Je fronçai les sourcils en tournant la tête.

  • Ça n’explique pas pourquoi je ne me souviens de rien.

Ses mains passèrent tout autour de moi alors qu’il se collait dans mon dos.

  • Disons que j’ai volé toute l’énergie qui te restait, donc tu t’es évanouie, dit-il.
  • Comment ça marche ? Tu as besoin de l’énergie de quelqu’un d’autre pour faire bouger ton double ?
  • Il change d’apparence déjà, il s’était mis en parquet au-dessus de nous pour nous cacher, mais oui sinon c’est à peu près ça, j’accumule l’énergie des autres pour le contrôler lui.

Un silence suivit.

Finalement, il enfouit son visage dans mon cou sans un mot et serra un peu plus ma taille.

C’était gênant, mais c’était pour son pouvoir, je crois.

On resta plusieurs minutes ainsi avant qu’enfin la porte ne s’ouvre.

  • Qu’est-ce que tu fou Lucas ! s’écria Kévin en venant rapidement près du lit.

Sam aussi était présent, bien sûr, jamais l’un sans l’autre.

Je voulu me lever pour aller vers eux mais les mains de Lucas se serrèrent plus encore alors qu’il relevait la tête pour poser son menton sur mon épaule.

  • Je me recharge pourquoi, je fais rien de mal.

Kévin s’approcha rapidement pour me prendre un bras et me tirer vers lui.

  • Pas avec notre sœur, si tu recommence t’es mort.

Je levai un sourcil en m’écartant du torse de mon frère.

  • Il faisait rien de mal, dis-je.

J’aimais bien Lucas, autant le défendre face à mes frères que je savais parfois injustes.

Sam s’approcha pour poser une main sur ma tête :

  • Laisse-nous nous occuper de ça, tu le connais pas, dit-il.

Je fis la moue et m’échappai de leurs mains pour m’assoir de nouveau sur le lit.

  • Ce que je sais c’est qu’il a été très gentil avec moi et qu’il m’a protégée alors que vous, vous êtes même pas venus, me plaignis-je.

Très vite, des mains me tirèrent en arrière pour m’allonger.

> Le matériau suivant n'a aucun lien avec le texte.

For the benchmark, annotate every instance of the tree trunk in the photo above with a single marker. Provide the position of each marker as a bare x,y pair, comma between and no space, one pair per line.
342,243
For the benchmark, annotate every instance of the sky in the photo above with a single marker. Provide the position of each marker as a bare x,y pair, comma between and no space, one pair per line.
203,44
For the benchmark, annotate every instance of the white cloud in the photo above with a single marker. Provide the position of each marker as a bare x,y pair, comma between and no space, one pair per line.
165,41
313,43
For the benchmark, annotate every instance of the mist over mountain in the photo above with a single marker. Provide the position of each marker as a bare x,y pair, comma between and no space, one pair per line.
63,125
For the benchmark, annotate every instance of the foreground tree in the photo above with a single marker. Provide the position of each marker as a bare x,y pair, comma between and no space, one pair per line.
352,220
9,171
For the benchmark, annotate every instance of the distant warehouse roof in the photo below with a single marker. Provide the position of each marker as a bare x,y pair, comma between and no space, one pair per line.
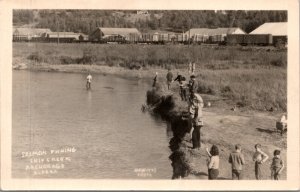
30,31
64,35
119,31
101,32
276,29
216,31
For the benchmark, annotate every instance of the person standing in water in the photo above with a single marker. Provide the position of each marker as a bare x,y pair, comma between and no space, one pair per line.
196,118
169,78
88,81
154,80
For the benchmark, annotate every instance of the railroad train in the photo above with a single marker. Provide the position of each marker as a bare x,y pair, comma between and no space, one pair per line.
167,38
175,38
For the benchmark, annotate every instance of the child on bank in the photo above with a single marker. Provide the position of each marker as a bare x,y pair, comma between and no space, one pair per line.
277,166
259,158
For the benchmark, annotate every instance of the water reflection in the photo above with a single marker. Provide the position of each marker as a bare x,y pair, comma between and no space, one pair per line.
112,136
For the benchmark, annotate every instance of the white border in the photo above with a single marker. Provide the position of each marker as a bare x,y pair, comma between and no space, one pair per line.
292,182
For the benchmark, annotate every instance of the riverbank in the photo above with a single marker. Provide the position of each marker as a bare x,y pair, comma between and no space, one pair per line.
223,128
254,78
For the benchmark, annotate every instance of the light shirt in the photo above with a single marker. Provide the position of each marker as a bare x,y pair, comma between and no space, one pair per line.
214,162
89,78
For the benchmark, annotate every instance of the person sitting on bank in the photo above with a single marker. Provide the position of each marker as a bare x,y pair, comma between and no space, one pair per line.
183,86
213,162
88,81
169,78
196,119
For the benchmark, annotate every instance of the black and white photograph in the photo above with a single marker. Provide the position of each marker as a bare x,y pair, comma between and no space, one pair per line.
144,94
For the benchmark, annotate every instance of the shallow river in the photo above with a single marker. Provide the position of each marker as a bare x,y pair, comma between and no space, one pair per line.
61,130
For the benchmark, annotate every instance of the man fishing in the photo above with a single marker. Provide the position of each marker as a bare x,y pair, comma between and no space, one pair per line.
196,118
88,81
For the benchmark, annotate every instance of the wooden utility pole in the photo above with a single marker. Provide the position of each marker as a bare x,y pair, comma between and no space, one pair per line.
57,29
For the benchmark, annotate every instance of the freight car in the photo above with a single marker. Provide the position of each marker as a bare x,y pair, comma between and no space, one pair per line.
249,39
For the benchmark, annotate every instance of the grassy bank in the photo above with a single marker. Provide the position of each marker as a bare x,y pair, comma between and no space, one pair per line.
222,127
250,77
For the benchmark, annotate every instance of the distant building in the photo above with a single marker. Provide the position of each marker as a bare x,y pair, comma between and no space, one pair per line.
277,29
29,34
215,31
66,37
103,33
142,12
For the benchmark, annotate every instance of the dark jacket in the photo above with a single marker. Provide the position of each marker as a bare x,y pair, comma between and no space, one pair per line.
169,76
237,160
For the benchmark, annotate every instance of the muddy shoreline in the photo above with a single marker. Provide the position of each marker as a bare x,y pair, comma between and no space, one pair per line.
224,128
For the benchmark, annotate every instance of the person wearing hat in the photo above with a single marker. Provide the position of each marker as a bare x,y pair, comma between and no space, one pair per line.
196,118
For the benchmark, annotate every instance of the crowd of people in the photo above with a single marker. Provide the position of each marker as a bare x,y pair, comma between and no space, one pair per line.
188,92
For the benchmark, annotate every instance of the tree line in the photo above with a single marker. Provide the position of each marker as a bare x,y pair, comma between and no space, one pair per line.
86,21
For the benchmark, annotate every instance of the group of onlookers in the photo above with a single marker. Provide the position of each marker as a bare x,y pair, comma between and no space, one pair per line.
237,160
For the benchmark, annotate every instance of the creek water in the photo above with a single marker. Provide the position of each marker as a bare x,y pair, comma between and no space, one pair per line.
62,130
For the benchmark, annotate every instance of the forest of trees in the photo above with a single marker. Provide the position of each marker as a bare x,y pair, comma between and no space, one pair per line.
86,21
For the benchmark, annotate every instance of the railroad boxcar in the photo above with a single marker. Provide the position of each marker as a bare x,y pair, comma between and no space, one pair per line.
249,39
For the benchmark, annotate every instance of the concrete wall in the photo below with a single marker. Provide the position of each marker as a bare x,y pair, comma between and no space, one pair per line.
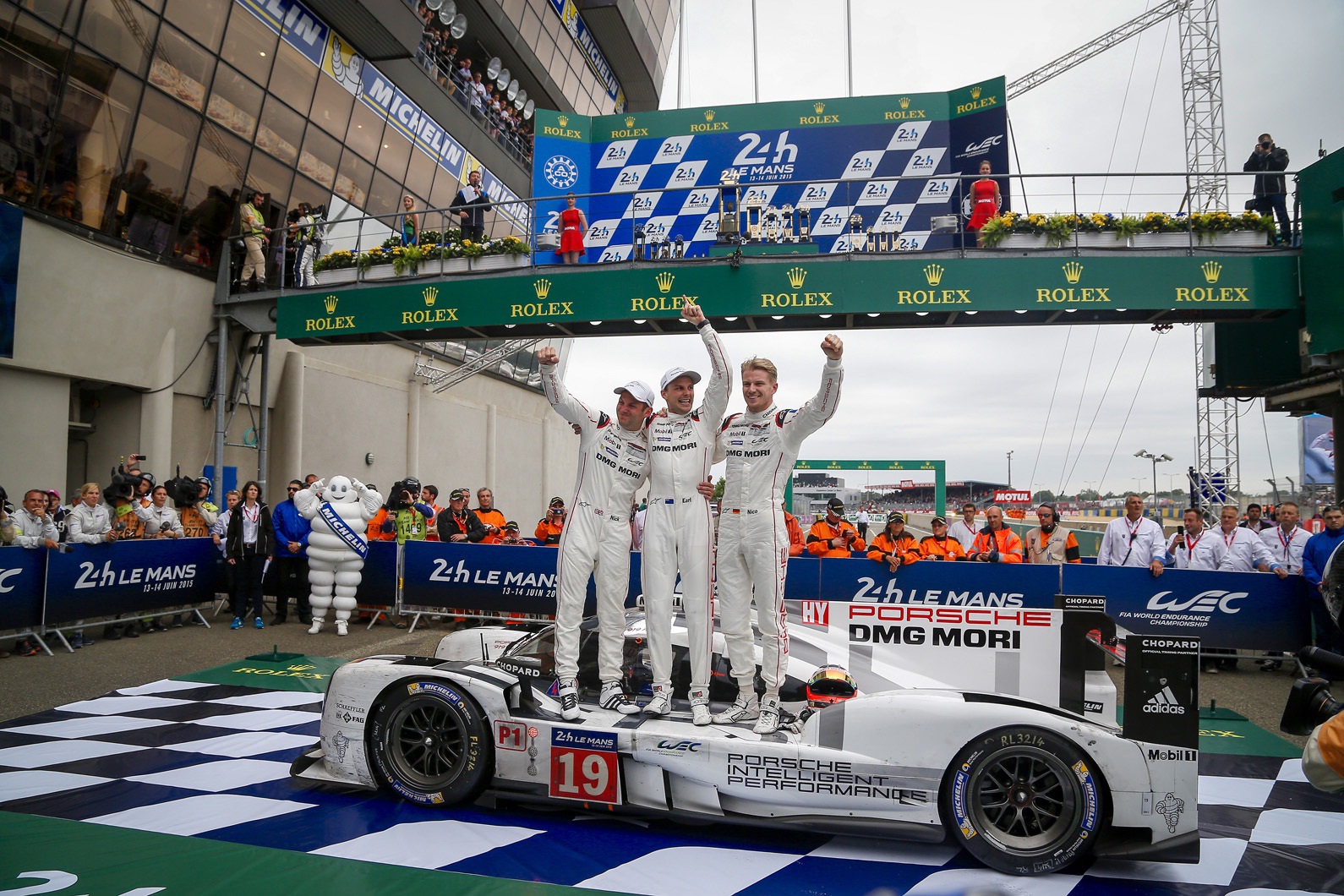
109,328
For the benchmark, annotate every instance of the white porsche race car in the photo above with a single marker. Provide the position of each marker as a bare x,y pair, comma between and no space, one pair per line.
1025,789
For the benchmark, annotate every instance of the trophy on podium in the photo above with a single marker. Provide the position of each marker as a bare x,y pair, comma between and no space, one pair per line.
730,195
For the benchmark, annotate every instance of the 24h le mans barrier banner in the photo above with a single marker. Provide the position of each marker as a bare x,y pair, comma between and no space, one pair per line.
797,287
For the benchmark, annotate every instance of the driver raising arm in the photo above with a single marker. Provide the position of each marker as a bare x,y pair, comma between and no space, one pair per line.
613,462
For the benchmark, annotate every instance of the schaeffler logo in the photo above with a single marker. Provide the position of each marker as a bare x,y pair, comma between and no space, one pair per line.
1205,602
1164,702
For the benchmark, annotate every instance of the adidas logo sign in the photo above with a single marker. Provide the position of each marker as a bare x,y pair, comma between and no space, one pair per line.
1164,702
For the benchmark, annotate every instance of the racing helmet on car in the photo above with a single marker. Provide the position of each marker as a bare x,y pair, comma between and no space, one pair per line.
831,684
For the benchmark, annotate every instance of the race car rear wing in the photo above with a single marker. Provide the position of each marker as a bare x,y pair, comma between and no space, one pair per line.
1161,673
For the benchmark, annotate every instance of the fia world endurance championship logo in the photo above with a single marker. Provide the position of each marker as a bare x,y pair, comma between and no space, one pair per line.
560,172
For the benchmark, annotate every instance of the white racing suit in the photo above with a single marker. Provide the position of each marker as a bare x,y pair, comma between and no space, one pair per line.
678,528
613,462
753,542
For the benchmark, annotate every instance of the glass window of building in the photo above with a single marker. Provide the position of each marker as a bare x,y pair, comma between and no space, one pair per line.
331,107
352,179
213,189
366,132
95,132
104,29
202,19
394,153
62,14
293,78
271,178
320,156
281,130
234,102
161,152
182,68
249,45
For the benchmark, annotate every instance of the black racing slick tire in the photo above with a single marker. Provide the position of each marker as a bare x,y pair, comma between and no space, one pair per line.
1024,800
429,742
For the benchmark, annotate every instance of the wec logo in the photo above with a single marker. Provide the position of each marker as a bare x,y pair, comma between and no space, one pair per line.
1205,602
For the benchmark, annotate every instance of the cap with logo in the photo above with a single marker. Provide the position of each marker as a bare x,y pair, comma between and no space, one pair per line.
639,390
675,373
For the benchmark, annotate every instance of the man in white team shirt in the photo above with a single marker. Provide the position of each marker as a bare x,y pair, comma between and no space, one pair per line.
1196,547
678,529
761,448
1285,543
1246,549
1134,540
965,529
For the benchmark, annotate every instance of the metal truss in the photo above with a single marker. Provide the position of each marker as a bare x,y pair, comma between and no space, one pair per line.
1216,433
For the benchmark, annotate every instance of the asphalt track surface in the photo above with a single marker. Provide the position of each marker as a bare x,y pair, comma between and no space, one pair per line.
34,684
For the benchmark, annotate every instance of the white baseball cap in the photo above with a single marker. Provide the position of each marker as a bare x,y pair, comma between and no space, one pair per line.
675,373
639,390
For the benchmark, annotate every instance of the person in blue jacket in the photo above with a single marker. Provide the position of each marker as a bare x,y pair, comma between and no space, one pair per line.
291,558
1314,556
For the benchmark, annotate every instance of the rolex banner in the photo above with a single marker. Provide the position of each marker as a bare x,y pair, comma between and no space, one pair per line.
664,170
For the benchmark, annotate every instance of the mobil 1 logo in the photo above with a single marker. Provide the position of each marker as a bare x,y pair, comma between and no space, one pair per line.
1161,690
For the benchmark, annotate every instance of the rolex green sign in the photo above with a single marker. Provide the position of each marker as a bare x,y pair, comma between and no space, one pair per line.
803,293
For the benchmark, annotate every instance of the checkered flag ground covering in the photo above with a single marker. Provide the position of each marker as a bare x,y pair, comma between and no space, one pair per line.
211,761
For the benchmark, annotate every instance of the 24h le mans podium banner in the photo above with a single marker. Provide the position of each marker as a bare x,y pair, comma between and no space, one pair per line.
840,148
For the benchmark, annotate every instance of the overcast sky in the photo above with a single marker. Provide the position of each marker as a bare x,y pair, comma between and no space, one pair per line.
972,394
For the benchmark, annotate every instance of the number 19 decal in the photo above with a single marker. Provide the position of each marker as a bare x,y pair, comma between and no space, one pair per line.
585,766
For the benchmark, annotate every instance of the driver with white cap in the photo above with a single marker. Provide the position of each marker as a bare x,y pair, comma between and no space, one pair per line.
678,528
613,462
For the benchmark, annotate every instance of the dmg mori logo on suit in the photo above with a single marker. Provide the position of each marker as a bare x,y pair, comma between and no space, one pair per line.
1073,274
797,277
331,321
1212,270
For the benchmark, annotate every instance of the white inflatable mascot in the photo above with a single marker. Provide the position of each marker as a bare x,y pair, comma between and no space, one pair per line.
337,546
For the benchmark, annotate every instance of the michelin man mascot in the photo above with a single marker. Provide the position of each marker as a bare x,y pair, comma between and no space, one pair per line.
337,546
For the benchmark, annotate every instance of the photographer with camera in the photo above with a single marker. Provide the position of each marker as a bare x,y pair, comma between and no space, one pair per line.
406,517
1270,191
833,535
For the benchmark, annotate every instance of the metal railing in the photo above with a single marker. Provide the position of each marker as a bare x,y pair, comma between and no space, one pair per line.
363,249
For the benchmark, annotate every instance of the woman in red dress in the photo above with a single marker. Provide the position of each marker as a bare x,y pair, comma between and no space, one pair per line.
984,194
573,226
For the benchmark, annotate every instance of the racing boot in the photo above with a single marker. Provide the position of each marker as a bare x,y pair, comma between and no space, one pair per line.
745,708
701,707
569,695
660,704
769,720
615,699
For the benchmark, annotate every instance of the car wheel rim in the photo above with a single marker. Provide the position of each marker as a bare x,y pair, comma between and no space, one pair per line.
426,743
1025,800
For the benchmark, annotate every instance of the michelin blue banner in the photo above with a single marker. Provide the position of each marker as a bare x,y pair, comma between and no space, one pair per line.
378,578
22,575
662,171
11,238
90,581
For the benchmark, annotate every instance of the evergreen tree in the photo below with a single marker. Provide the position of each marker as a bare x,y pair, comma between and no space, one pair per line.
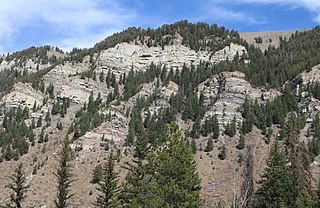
209,146
108,187
194,146
242,143
274,190
223,153
18,186
64,175
97,174
216,130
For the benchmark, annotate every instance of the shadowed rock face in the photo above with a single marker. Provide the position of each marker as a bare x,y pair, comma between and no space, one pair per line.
230,89
139,57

Lucas se pencha au-dessus de moi avec un immense sourire.

  • Moi je suis gentil ? demanda-t-il.

Je sentis mes joues chauffer mais je n’eus pas le temps de réagir que Sam vint de l’autre côté du lit pour tirer Lucas en arrière. Kévin me reprit le bras pour me lever près de lui.

Alors que derrière moi les deux se mettaient à se chamailler, je remarquai la présence de deux autres garçons. Je savais bien qu’il s’agissait d’autres amis à eux, puisque je les avais déjà vu, mais leurs noms m’échappaient.

Kévin sourit et désigna un à un les deux garçons.

  • Alex et Gabriel, tu les as déjà vus une fois je pense.

J’hochai simplement la tête avant de lever les yeux vers mon frère.

  • Et sinon, est-ce que… il le sait ?

Il hocha la tête avant de rapidement me prendre dans ses bras.

Un silence pesant s’installa dans la salle alors qu’il murmura à mon oreille.

  • Je suis désolé Emy, j’aurais voulu être avec toi à ce moment-là, tu as dû avoir tellement peur.

Je ne pu m’empêcher de sourire. C’était mignon.

La porte de la pièce s’ouvrit de nouveau et un froid s’abattit dans l’infirmerie.

J’aurais voulu courir, vers lui, pour lui faire un câlin comme je le faisais toujours lorsqu’il venait nous voir, mais je retiens mes jambes, d’autres étaient là, d’autres qui ne connaissaient pas notre secret, et puis, je n’étais plus une enfant après tout. Cela faisait quatre ans que je ne l’avais pas vu, et j’avais bien changé.

Charles Savard, un nom de famille inventé bien sûr, afin de garder le secret. Mon oncle, le frère de mon père, l’homme le plus admiré et craint de toute la ville. Le meilleur des héros.

Sans un mot, il avança rapidement jusqu’à venir me prendre des bras de mon frère.